Reply to "Can We Build a Less Prejudiced TG Sense of Community?"

" I guess for me, my freedom to live as I please was a higher priority than it is for some. " That may be it in a nutshell, Miss Understood. Sometimes the desire may be growing and latent and its a matter of timing. I remember what a quiet, shy kid I was until in 8th grade, the boy behind me in class would not leave me alone. He was always whispering funny things to me and singing songs to me really low until he finally won me over and in a big way. Suddenly I was transformed, which really scared my parents and the nuns in that Catholic School. That boy and I suddenly started wearing more and more feminine atire, and doing our own thing, and admitted to each other how we both wished that we could be real women and go fuck Jimi Hendrix (our Love God). I know I'm really giving away my age here. We were married in a small ceremony behind the church one day during recess. We had a flower girl, and a very small group attending (all girls). My point is how that strong character was the catalyst of change for me.

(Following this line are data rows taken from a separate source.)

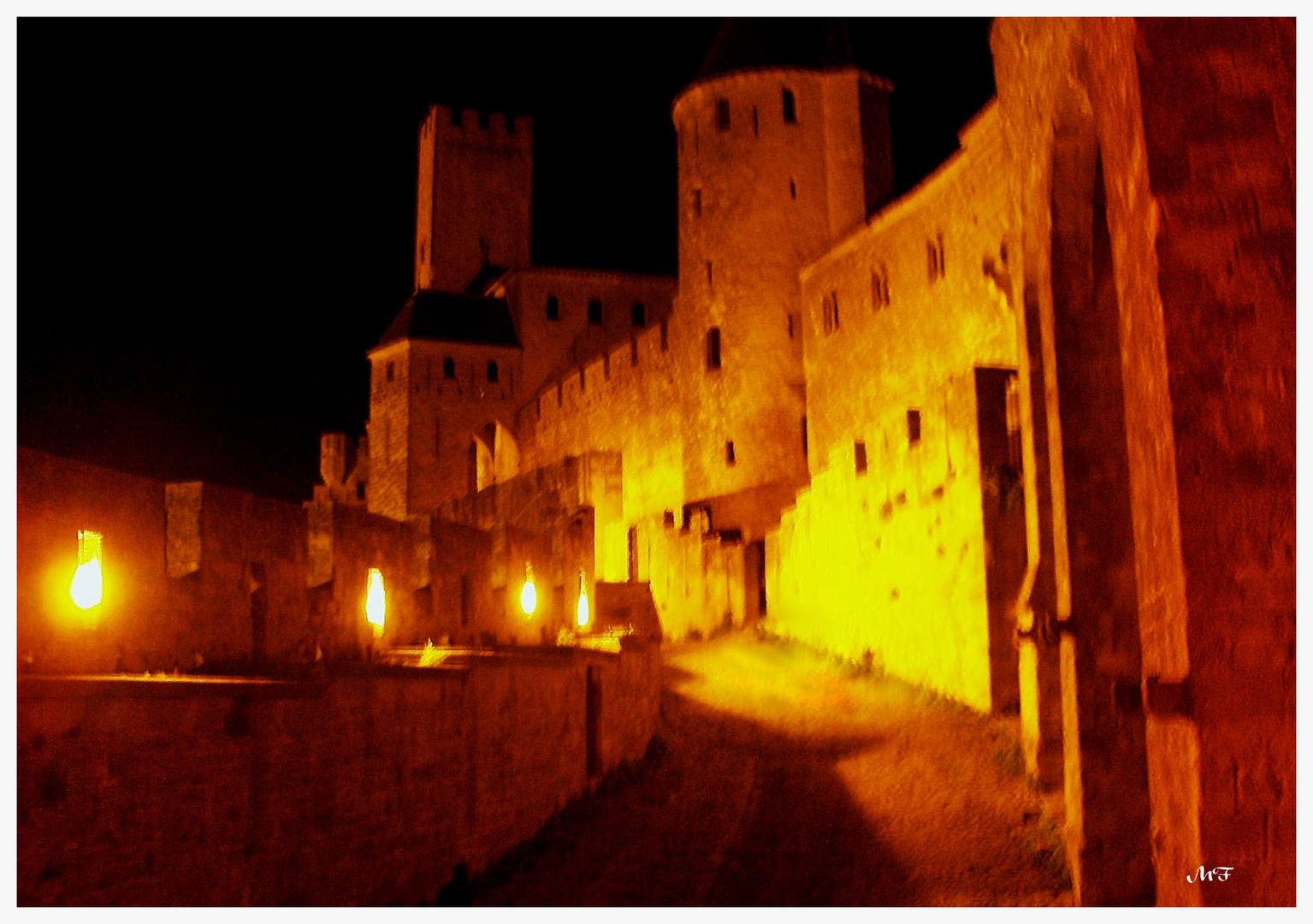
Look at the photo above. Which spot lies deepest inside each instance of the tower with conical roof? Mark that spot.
(783, 150)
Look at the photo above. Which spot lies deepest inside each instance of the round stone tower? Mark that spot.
(783, 150)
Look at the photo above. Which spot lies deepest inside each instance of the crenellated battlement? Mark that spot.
(478, 127)
(474, 196)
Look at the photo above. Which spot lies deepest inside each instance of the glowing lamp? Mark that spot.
(88, 580)
(376, 601)
(583, 601)
(528, 594)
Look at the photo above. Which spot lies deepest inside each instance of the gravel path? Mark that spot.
(782, 779)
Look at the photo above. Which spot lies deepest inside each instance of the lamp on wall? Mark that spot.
(88, 579)
(583, 600)
(528, 594)
(376, 601)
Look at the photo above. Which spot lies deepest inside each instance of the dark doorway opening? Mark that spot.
(593, 722)
(1003, 508)
(259, 612)
(754, 580)
(465, 601)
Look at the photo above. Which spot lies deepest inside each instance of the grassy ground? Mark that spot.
(784, 779)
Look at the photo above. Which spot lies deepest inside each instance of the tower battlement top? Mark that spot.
(476, 123)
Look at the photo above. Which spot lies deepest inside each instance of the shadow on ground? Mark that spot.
(723, 811)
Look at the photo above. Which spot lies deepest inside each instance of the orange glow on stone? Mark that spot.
(528, 594)
(376, 601)
(87, 587)
(583, 604)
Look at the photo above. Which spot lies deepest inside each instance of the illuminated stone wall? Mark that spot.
(1219, 116)
(1173, 142)
(198, 569)
(892, 560)
(363, 789)
(758, 197)
(554, 346)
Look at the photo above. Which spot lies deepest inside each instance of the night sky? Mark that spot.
(216, 218)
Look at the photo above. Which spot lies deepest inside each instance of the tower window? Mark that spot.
(880, 287)
(713, 348)
(830, 312)
(913, 427)
(935, 258)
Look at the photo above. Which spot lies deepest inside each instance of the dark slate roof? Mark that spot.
(488, 275)
(778, 42)
(460, 319)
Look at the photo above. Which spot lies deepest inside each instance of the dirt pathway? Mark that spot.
(782, 779)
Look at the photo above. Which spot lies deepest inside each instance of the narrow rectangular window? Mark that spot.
(913, 427)
(935, 258)
(878, 287)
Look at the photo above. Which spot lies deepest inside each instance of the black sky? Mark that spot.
(216, 216)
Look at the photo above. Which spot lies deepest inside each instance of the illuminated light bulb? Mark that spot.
(87, 585)
(583, 602)
(376, 601)
(529, 594)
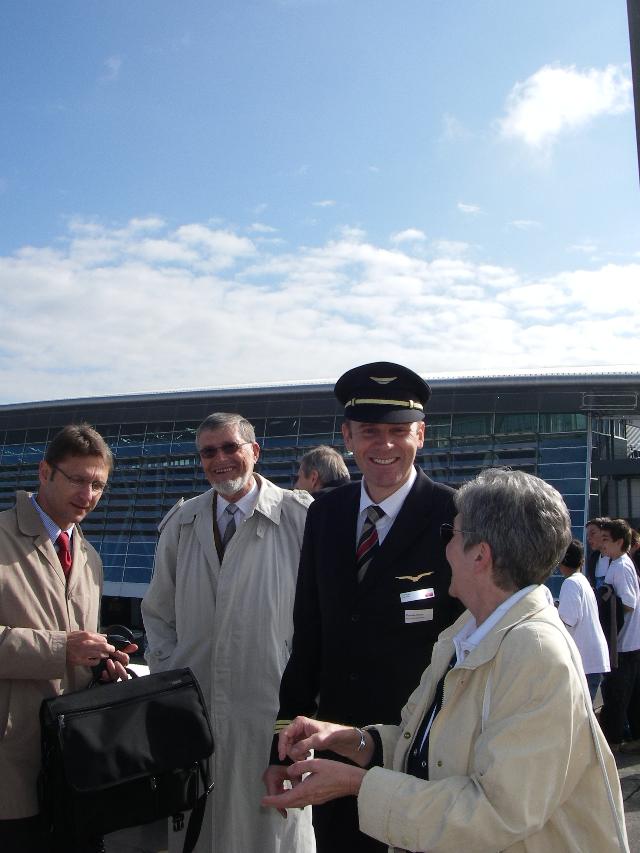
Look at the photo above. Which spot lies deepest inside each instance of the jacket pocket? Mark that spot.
(5, 704)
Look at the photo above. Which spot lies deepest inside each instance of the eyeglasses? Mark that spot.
(228, 448)
(447, 532)
(97, 486)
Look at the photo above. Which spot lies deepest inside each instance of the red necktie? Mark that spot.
(64, 552)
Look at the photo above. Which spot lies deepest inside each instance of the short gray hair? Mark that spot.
(217, 420)
(327, 461)
(524, 520)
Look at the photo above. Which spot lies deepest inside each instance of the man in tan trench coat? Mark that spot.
(50, 586)
(221, 602)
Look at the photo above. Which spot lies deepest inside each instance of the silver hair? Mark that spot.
(222, 419)
(524, 520)
(327, 461)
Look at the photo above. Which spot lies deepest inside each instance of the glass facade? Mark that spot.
(540, 427)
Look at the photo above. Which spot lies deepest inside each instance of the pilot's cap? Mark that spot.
(382, 393)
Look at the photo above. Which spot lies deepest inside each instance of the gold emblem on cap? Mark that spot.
(382, 380)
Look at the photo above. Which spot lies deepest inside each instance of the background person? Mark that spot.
(221, 602)
(373, 587)
(621, 684)
(578, 610)
(321, 470)
(597, 563)
(50, 587)
(494, 750)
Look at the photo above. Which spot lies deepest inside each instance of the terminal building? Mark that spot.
(580, 432)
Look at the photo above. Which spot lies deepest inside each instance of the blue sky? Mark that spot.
(198, 194)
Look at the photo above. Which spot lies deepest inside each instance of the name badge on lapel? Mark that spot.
(417, 595)
(418, 616)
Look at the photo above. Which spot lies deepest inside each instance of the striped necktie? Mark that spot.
(64, 552)
(368, 543)
(230, 529)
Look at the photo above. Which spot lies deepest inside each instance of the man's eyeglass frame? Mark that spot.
(228, 448)
(97, 486)
(447, 532)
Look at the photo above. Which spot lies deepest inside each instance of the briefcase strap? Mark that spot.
(197, 814)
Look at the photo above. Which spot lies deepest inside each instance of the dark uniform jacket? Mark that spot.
(358, 649)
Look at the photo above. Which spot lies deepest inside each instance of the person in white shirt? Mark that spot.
(578, 610)
(622, 682)
(496, 746)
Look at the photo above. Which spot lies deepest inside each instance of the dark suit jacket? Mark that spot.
(355, 646)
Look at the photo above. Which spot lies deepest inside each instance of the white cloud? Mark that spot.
(453, 128)
(198, 306)
(261, 228)
(470, 209)
(409, 235)
(558, 98)
(112, 66)
(585, 248)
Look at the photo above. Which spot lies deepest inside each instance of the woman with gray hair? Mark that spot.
(498, 748)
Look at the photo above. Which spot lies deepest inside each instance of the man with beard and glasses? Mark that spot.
(221, 602)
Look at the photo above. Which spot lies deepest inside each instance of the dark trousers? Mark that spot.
(621, 694)
(29, 835)
(23, 835)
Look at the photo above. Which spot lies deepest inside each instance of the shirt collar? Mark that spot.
(50, 526)
(392, 505)
(246, 504)
(471, 634)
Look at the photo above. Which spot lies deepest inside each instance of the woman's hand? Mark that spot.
(326, 780)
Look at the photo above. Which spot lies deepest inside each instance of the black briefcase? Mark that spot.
(124, 754)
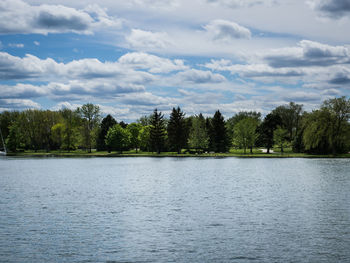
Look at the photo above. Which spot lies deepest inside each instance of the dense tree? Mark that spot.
(118, 138)
(324, 131)
(71, 125)
(267, 128)
(90, 115)
(177, 130)
(7, 118)
(106, 123)
(57, 134)
(327, 129)
(145, 120)
(291, 121)
(245, 133)
(198, 138)
(157, 131)
(280, 136)
(145, 141)
(231, 122)
(13, 140)
(217, 133)
(134, 130)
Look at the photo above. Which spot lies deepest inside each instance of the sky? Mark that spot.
(130, 57)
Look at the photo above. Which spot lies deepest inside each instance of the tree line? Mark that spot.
(322, 131)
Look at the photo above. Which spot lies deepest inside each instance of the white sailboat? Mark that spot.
(3, 149)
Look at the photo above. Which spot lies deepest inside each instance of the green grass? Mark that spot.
(257, 153)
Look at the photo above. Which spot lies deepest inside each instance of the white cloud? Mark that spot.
(227, 30)
(154, 64)
(331, 8)
(240, 3)
(17, 104)
(200, 77)
(16, 45)
(147, 40)
(18, 17)
(308, 53)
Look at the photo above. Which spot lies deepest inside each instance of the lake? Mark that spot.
(174, 210)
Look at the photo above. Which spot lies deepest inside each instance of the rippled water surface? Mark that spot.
(174, 210)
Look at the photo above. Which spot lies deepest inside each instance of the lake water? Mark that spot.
(174, 210)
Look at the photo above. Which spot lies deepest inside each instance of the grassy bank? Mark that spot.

Suddenly there was way too much passion for living our own way, than to care about the older boys terrorizing us afterschool, or having to run away from them etc. or all of the things we heard people yell at us for the way we were dressing. That was back in the Hippie days (1969) but still, as androgynous as those days were (for awhile) we were still crossing the line. The following year I was expelled from Boys Catholic High school for a number of reasons, including getting caught by the Principle (Brother Steven Martin) after changing into my sisters clothes in the boys room. I just couldn't stand to walk the streets in that horendous white-shirt and tie school uniform.

I couldn't stand not to be me, from those early days in my life. But I have to say that I wouldn't have done it without my best friend and love a that time. Tragically, he was killed by a drunk driver who went through a red light, a few years later, and I was on my own again. I grew up not far from NYC, near Elizabeth NJ, and there was absolutely no support there. Ironically, it could have been 1000 miles from NYC rather than 30. for the mentality there, and I returned to my shell and closet once again. For me the 70s were a very depressing time. If there had been some form of TG community support then, I wouldn't have lived dormant until the 90s. I have often wondered in recent years why I lacked te courage to just go to the city and live my life. I guess I had to learn to be more confident, and looking back, I have always gained strength and confidence when there was support from another sympathetic person.

I guess I believe that support by example is the most compelling form of learning that leads to personal transformation.